PHOENIX GLOBAL VENTURES, LLC, Plaintiff,
v.
PHOENIX HOTEL ASSOCIATES, LTD., CONDOR INVESTMENT GROUP, PHOENIX HOTEL ASSOCIATES, and CENTRAL & ADAMS MANAGEMENT CO., Defendants.



The opinion of the court was delivered by: RICHARD HOLWELL, District Judge

MEMORANDUM OPINION AND ORDER

This action arises out of the alleged failure to pay a promissory note owed by defendants Phoenix Hotel Associates, Ltd. ("PHAL"), Condor Investment Group ("Condor"), Phoenix Hotel Associates ("PHA") and Central & Adams Management Co. ("Central & Adams") (collectively "defendants") to Phoenix Global Ventures, LLC ("Phoenix Global"). PHAL, Condor and PHA filed a notice of removal from state court pursuant to 28 U.S.C. § 1441. Phoenix Global now moves to remand this action back to state court pursuant to 28 U.S.C. § 1447. For the reasons set forth below, the Court grants Phoenix Global's motion and remands this action to state court.

FACTS

  Plaintiff Phoenix Global is a Connecticut limited liability corporation with two members who reside in New York. (Aff. of Michael Milea ¶ 3.) PHAL is a California partnership that includes three general partners — Condor, PHA, and Central & Adams — and has its principal place of business located in Arizona. (Pl.'s Mem. in Supp. of Mot. to Remand at 2.) Condor is a Delaware corporation with its principal place of business in Arizona; PHA is a Nevada corporation with its principal place of business in Arizona; and Central & Adams is a California corporation with its principal place of business also in California. (Id.)

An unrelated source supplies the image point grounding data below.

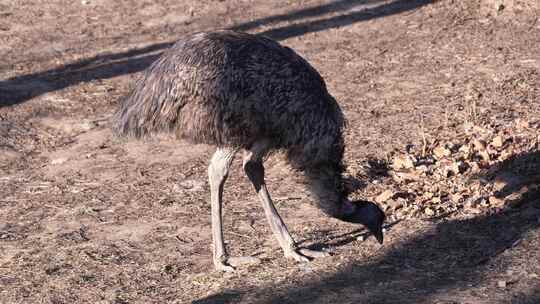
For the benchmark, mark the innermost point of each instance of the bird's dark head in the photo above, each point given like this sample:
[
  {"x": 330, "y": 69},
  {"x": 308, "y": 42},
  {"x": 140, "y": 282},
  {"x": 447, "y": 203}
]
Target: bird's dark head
[{"x": 365, "y": 213}]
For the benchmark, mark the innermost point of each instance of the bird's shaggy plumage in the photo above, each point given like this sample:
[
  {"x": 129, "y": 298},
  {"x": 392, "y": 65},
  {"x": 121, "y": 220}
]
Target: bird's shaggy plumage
[{"x": 231, "y": 89}]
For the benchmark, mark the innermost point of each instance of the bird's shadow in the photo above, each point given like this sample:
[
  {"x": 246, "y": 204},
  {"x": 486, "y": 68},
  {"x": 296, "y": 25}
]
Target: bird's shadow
[
  {"x": 450, "y": 256},
  {"x": 21, "y": 88}
]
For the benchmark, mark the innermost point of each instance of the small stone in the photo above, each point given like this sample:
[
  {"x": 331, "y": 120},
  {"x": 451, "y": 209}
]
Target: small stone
[
  {"x": 441, "y": 152},
  {"x": 429, "y": 212},
  {"x": 494, "y": 201},
  {"x": 383, "y": 197},
  {"x": 58, "y": 161},
  {"x": 497, "y": 142},
  {"x": 88, "y": 125},
  {"x": 403, "y": 162},
  {"x": 396, "y": 204},
  {"x": 422, "y": 168},
  {"x": 456, "y": 197},
  {"x": 479, "y": 145},
  {"x": 485, "y": 155}
]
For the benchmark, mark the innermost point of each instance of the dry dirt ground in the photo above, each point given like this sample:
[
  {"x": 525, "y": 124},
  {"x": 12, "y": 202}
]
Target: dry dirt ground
[{"x": 442, "y": 99}]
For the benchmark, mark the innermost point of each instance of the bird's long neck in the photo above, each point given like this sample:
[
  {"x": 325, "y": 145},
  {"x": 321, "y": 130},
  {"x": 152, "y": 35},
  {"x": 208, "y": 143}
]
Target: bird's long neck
[{"x": 326, "y": 183}]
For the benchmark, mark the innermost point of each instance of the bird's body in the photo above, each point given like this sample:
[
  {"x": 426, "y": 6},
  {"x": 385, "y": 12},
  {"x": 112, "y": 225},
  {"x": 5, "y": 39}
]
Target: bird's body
[
  {"x": 240, "y": 91},
  {"x": 231, "y": 89}
]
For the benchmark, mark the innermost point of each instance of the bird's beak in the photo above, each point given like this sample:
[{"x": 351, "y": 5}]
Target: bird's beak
[{"x": 377, "y": 233}]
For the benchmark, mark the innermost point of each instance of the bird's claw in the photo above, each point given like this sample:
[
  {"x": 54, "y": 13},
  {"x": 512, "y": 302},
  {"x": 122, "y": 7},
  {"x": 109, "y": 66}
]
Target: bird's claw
[
  {"x": 305, "y": 255},
  {"x": 230, "y": 264},
  {"x": 223, "y": 267}
]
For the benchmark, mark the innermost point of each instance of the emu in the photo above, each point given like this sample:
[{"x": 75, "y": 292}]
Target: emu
[{"x": 238, "y": 91}]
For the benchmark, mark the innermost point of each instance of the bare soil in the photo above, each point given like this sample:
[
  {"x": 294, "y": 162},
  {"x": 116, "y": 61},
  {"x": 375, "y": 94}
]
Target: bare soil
[{"x": 442, "y": 100}]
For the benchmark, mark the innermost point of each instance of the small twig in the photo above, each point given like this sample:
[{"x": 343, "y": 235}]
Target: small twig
[
  {"x": 239, "y": 234},
  {"x": 423, "y": 133}
]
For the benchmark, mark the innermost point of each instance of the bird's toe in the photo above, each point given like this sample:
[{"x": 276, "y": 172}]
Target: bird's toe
[
  {"x": 314, "y": 253},
  {"x": 245, "y": 260},
  {"x": 222, "y": 266},
  {"x": 297, "y": 256}
]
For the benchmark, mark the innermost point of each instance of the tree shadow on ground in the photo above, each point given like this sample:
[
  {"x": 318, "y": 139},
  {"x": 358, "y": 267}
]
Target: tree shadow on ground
[
  {"x": 22, "y": 88},
  {"x": 450, "y": 259}
]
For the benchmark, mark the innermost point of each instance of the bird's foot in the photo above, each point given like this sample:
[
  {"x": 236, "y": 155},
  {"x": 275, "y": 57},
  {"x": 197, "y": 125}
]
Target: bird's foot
[
  {"x": 231, "y": 263},
  {"x": 223, "y": 266},
  {"x": 305, "y": 255}
]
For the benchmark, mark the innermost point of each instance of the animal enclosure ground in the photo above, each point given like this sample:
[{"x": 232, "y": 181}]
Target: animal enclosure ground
[{"x": 442, "y": 101}]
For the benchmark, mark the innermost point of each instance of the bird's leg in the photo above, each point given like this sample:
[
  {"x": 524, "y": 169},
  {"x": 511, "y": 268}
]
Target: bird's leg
[
  {"x": 255, "y": 171},
  {"x": 217, "y": 174}
]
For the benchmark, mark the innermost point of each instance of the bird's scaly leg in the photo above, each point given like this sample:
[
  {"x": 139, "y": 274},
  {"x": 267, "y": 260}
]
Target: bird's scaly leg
[
  {"x": 217, "y": 175},
  {"x": 255, "y": 171}
]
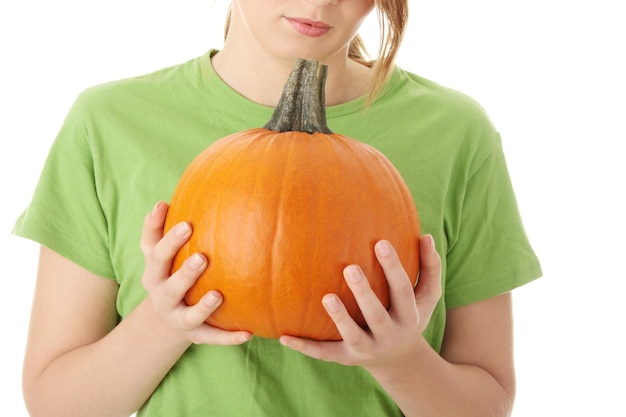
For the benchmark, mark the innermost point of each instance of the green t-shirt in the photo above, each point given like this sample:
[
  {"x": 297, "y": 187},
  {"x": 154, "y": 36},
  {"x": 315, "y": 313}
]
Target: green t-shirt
[{"x": 124, "y": 145}]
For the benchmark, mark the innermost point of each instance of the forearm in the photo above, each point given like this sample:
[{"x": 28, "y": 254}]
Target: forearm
[
  {"x": 431, "y": 386},
  {"x": 111, "y": 377}
]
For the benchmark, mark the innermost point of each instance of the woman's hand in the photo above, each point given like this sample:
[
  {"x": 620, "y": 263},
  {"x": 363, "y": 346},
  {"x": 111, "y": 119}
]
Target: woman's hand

  Defendants executed a note on November 17, 1999, originally promising to pay $12,000,000 to Reciprocal Capital Services. (Defs.' Notice of Removal, Ex. A at 1.) Reciprocal Capital Services then assigned the rights, title, interest and payments owed thereunder to Phoenix Global on September 24, 2003, in an agreement signed by defendants, Phoenix Global and Reciprocal Capital. (Id., Ex. B at 2; Affirmation of John P. Gulino, Ex. 2 at 2.) Phoenix Global alleges that defendants failed to make the payments due on the promissory note, and that on February 27, 2004, plaintiff sent notice of default, as well as the acceleration of the debt, to each defendant by certified mail. (Aff. of Michael Milea ¶ 4.)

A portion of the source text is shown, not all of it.